Un’altra opportunità che mi si è presentata, attraverso il corpo, è avere tempo per utilizzare me stesso non per una vita molto dinamica, ma per una grande espansione interiore, come per esempio la creatività.

Con la tua compagna, Ushma, hai creato molti  CD per la meditazione e molti CD musicali, tutti reperibili in Italia e negli USA, vero?
Sì. Per anni ho anche condotto delle ricerche sul suono e la mente, lavorando simultaneamente su questo tema: collaboravo esternamente per un un istituto statale che ricovera persone psicotiche, situato sul Lago di Como. Studiando le onde prodotte dalle frasi, apparentemente senza senso, pronunciate da persone affette da turbe psichiche, ho scoperto che, in realtà, c’è un modulo, un ritmo e un significato in ciò che esprimono. Questa scoperta ha rappresentato la base per una pubblicazione dove ho sviluppato un metodo di riconoscimento che aiuta moltissimo la diagnosi.

Tutte le persone disabili hanno il potenziale per essere così creative?
Sì, essere creativi è una possibilità per tutti, anche per i disabili ma prima di esplorare la loro creatività, devono acquisire la consapevolezza dei limiti della loro malattia e della libertà di cui dispongono.
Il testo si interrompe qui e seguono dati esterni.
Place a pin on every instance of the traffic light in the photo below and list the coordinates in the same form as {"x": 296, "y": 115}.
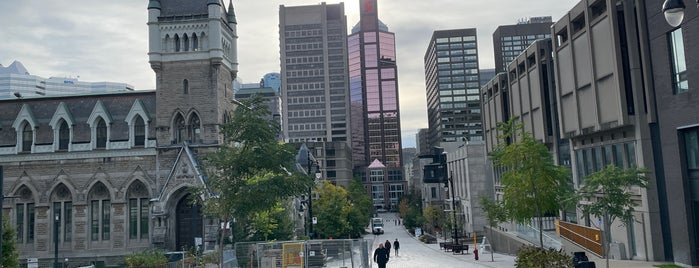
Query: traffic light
{"x": 436, "y": 172}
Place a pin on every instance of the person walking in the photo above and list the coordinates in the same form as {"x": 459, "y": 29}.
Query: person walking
{"x": 381, "y": 256}
{"x": 387, "y": 245}
{"x": 396, "y": 246}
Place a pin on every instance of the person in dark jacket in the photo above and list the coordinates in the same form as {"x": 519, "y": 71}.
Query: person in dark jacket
{"x": 387, "y": 245}
{"x": 396, "y": 246}
{"x": 381, "y": 256}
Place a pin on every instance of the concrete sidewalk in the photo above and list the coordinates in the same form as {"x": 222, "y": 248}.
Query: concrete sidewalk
{"x": 508, "y": 261}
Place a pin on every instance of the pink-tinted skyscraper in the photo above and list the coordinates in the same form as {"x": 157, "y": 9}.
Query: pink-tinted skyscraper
{"x": 375, "y": 121}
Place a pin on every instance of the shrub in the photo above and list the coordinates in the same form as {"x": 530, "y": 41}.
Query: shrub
{"x": 146, "y": 259}
{"x": 534, "y": 257}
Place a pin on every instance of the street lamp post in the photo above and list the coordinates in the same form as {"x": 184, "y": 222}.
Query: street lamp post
{"x": 2, "y": 197}
{"x": 674, "y": 11}
{"x": 311, "y": 164}
{"x": 56, "y": 221}
{"x": 453, "y": 204}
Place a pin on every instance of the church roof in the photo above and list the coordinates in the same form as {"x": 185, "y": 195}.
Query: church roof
{"x": 15, "y": 68}
{"x": 183, "y": 7}
{"x": 376, "y": 164}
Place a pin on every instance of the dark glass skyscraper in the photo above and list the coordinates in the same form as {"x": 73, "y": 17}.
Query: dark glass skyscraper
{"x": 376, "y": 134}
{"x": 452, "y": 84}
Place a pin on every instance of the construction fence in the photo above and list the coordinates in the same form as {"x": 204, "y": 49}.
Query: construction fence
{"x": 304, "y": 254}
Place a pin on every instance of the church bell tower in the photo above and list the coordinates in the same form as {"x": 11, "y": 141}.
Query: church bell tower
{"x": 193, "y": 52}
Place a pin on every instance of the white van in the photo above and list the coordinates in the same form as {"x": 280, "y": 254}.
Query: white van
{"x": 376, "y": 225}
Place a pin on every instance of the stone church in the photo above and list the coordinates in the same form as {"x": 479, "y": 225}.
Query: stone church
{"x": 96, "y": 177}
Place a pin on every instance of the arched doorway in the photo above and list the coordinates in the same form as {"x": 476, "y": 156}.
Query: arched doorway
{"x": 189, "y": 223}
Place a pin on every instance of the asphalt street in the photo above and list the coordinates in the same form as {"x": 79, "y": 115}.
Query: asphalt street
{"x": 413, "y": 253}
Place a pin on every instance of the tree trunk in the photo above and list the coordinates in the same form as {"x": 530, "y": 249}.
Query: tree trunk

Se si lasciano cadere nelle trappole della mente, lamentandosi o lasciandosi andare alla disperazione, perdono un’opportunità perchè, al di là di cosa facciano o non facciano, devono comunque vivere!

Non provi alcun risentimento a essere un portatore di handicap?
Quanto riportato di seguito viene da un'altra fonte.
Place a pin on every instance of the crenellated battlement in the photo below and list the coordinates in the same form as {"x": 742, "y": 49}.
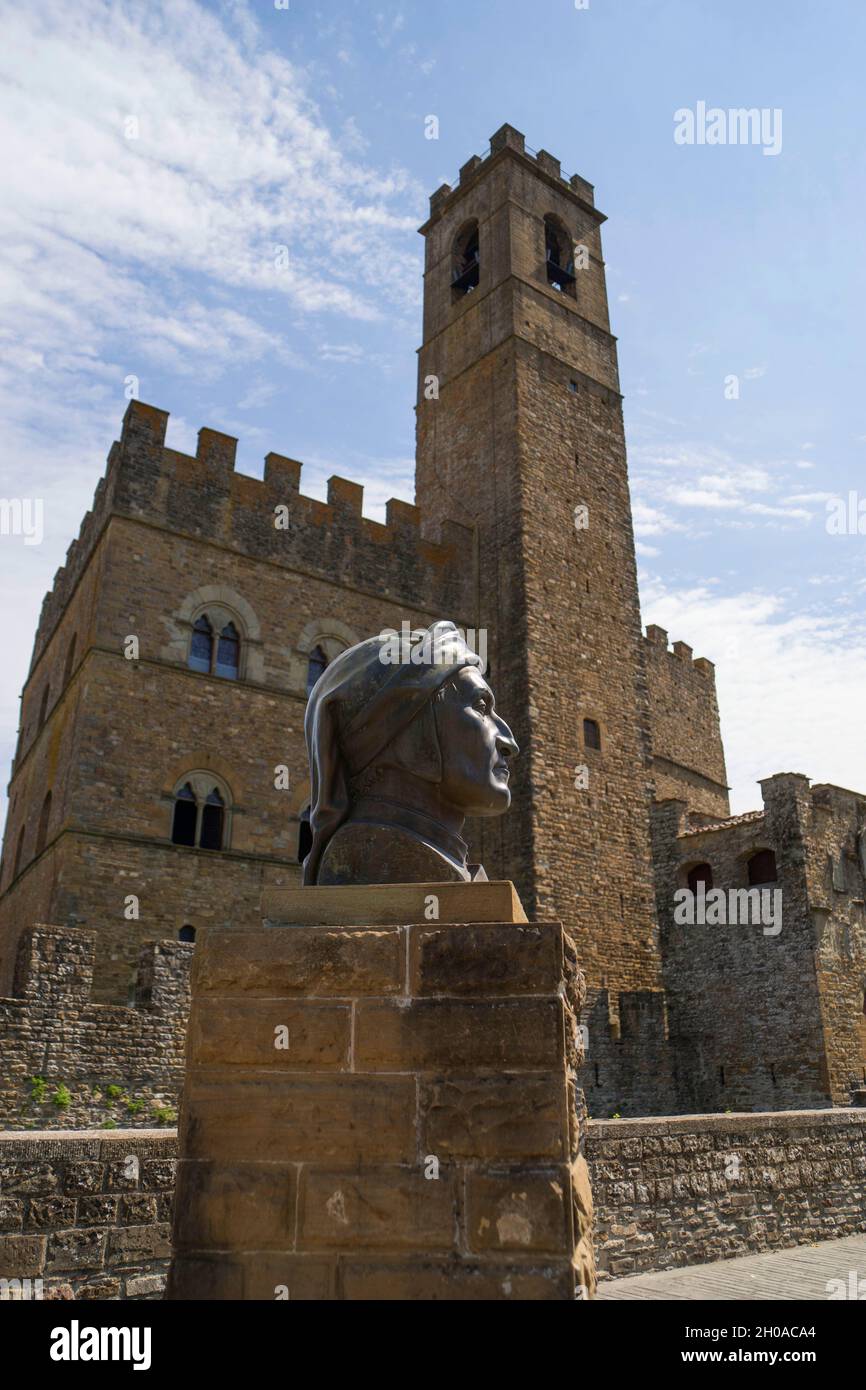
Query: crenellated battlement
{"x": 658, "y": 640}
{"x": 510, "y": 139}
{"x": 268, "y": 519}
È molto importante essere capace di perdonare la madre, il padre o chiunque che ti hanno trasmesso la malattia, perdonare la società e te stesso. Inoltre non devi colpevolizzare nessuno perchè tutti fanno del loro meglio ma, al contrario, devi usare la situazione in cui ti trovi per tuffarti nell’amore e nella consapevolezza. Non è piacevole confrontarti con la società perchè ti fa sentire anormale. Ovviamente non puoi cambiare la società. Vedi persone che fanno cose che tu non puoi fare. È molto pesante da sopportare. Ciò fa parte del perdono che devi concedere a te stesso. Infine dobbiamo essere responsabili di ciò che siamo, dobbiamo accettarlo. Se abbiamo un problema, non dobbiamo crearne un altro!
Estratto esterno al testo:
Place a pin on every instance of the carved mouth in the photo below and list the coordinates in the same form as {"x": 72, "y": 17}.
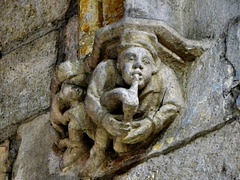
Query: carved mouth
{"x": 138, "y": 72}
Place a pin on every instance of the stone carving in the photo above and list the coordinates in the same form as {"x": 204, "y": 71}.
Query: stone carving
{"x": 117, "y": 109}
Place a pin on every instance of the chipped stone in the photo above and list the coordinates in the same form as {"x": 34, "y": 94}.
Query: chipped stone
{"x": 25, "y": 77}
{"x": 27, "y": 17}
{"x": 35, "y": 149}
{"x": 4, "y": 162}
{"x": 71, "y": 39}
{"x": 215, "y": 156}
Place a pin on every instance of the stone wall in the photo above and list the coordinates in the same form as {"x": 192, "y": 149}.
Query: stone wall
{"x": 36, "y": 36}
Puoi essere connesso alla vita in qualsiasi luogo; l’energia non è concentrata maggiormente in un luogo piuttosto che in un altro. Se riusciamo a fare nostra questa percezione, allora ogni cosa assume una sua personalità e possiamo interagire con qualsiasi cosa, per esempio, una pianta in un vaso. È viva; necessita di cure e ogni giorno che passa puoi osservare i suoi cambiamenti. Persino i sassi, se li guardi da questa prospettiva, ti parlano dell’esistenza. Puoi esprimere la tua creatività abbellendo la tua stanza. Puoi decidere di dipingere le pareti di un nuovo colore, di installare un impianto hi-fi, di utilizzare fragranze profumate, insomma di renderla più confortevole in tanti modi diversi. Non è essenziale cercare un posto esterno ideale perché puoi dimenticarti di te stesso in qualsiasi posto! Questa verità vale per tutti e soprattutto per coloro che possono muoversi solo molto lentamente e con l’aiuto degli altri. Di solito le persone senza handicap fisici non prestano alcuna attenzione a ciò che fanno perchè le normali attività quotidiane sono del tutto naturali per loro, ma per le persone disabili, invece, queste attività assumono una grande importanza. Per loro, piccoli eventi o semplici azioni, come salire un gradino,possono rappresentare un problema grande quanto l’Himalaya.
A volte ci troviamo in un posto che ci sembra brutto, ma dentro di noi c’è uno spazio bello a cui non tutti possono accedere. Coloro che utilizzano una porta convenzionale che promette l’accesso alla felicità potrebbero, prima o poi, scoprire che in realtà non è così. Dipende da noi, da come utilizziamo le situazioni. Il senso di pienezza e il senso di felicità non sono cose pre-confezionate.